Researchers at MIT have found that generative AI “not only repeats the same irrational tendencies of humans during the decision making process but also lacks some of the positive traits that humans do possess,” reports Tamsin Gable for Forbes. “This led the researchers to suggest that AI cannot replace many tasks and that human expertise remains important,” adds Gable. 

Time Magazine

MIT Dean of Digital Learning Cynthia Breazeal SM ’93, ScD ’00, Profs. Regina Barzilay and Priya Donti, and a number of MIT alumni have been named to Time’s TIME 100 AI 2025 list. The list spotlights “innovators, leaders, and thinkers reshaping our world through groundbreaking advances in artificial intelligence.”


 

Politico

Prof. Daniela Rus, director of CSAIL and “one of the world’s foremost thinkers on the intersection of machines and artificial intelligence,” shares her views on the promise of embodied intelligence, which would allow machines to adapt in real-time; the development of AI agents; and how the US can lead on the development of AI technologies with Aaron Mak of Politico. “The U.S. government has invested in energy grids, railroads and the internet. In the AI age, it must treat high-performance compute, data stewardship and model evaluation pipelines as public infrastructure as well,” Rus explains. 

WBUR

WBUR reporter Rachell Sanchez-Smith spotlights two health tech devices being developed by Prof. Yoel Fink and Prof.

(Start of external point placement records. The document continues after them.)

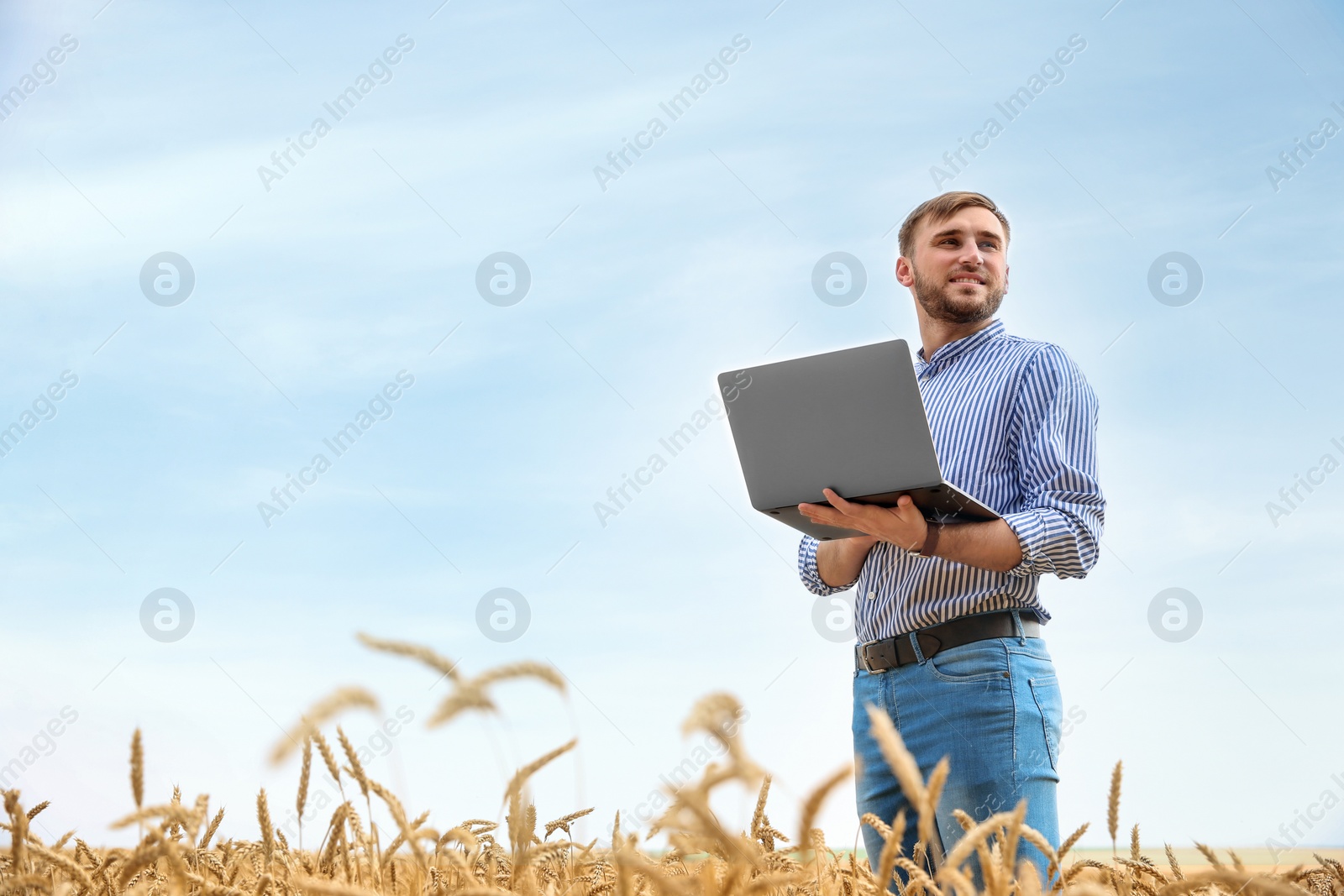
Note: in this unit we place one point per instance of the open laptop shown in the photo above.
(851, 421)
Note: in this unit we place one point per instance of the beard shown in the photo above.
(952, 302)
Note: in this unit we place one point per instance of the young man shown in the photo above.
(948, 617)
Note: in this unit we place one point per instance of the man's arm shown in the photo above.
(840, 560)
(988, 546)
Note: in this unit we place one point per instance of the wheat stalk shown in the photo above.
(1113, 805)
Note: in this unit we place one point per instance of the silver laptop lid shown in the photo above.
(851, 421)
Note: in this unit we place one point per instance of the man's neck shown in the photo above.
(936, 333)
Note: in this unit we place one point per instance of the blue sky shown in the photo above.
(315, 291)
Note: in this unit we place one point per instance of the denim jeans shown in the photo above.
(994, 708)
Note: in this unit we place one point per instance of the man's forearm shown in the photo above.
(987, 546)
(840, 560)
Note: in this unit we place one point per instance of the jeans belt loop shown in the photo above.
(914, 642)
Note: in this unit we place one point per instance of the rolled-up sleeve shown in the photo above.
(808, 570)
(1062, 512)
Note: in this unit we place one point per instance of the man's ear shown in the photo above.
(906, 273)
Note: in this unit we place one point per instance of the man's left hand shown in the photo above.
(902, 526)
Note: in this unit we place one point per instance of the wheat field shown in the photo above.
(183, 852)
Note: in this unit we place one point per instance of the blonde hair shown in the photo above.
(941, 208)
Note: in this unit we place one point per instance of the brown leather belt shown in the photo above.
(889, 653)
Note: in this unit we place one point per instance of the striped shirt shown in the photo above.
(1015, 426)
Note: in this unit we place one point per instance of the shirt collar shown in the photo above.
(961, 345)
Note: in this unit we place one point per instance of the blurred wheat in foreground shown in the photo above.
(181, 853)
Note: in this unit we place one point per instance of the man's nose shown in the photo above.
(971, 254)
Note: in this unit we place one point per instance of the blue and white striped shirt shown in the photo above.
(1015, 425)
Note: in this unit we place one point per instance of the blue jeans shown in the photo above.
(994, 708)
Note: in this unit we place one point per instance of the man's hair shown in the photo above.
(941, 208)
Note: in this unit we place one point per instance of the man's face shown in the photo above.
(960, 266)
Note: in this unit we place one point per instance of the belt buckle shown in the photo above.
(867, 665)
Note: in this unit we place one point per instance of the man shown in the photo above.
(948, 617)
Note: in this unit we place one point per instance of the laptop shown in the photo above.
(851, 421)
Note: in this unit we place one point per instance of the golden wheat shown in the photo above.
(178, 855)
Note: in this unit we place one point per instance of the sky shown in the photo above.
(487, 410)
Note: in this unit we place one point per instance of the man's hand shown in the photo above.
(902, 526)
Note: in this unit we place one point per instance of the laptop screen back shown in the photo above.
(851, 421)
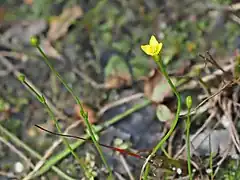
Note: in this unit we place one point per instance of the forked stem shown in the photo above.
(163, 140)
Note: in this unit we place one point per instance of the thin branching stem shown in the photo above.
(163, 140)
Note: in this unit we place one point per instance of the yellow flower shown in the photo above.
(153, 48)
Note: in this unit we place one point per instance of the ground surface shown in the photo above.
(95, 46)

Canan Dağdeviren, respectively, that aim to “give the wearers — and their doctors — a clearer picture of their overall health.” Fink has created “a thread capable of storing data, running artificial intelligence algorithms, sensing motion and sound, and communication through Bluetooth,” while Dağdeviren’s wearable ultrasound scanner can be used to make breast cancer screening “more comfortable and more accurate,” explains Sanchez-Smith.  

The Guardian

Writing for The Guardian, Prof. Carlo Ratti highlights his work using “AI to compare footage of public spaces from the 1970s with recent video” from the same locations in Boston, New York and Philadelphia. “The findings are striking: people walk faster, linger less, and are less likely to meet up,” explains Ratti. “By using AI to study urban public spaces, we can gather data, pick out patterns and test new designs that could help us rethink, for our time, our modern versions of the agora– the market and main public gathering place of Athens.”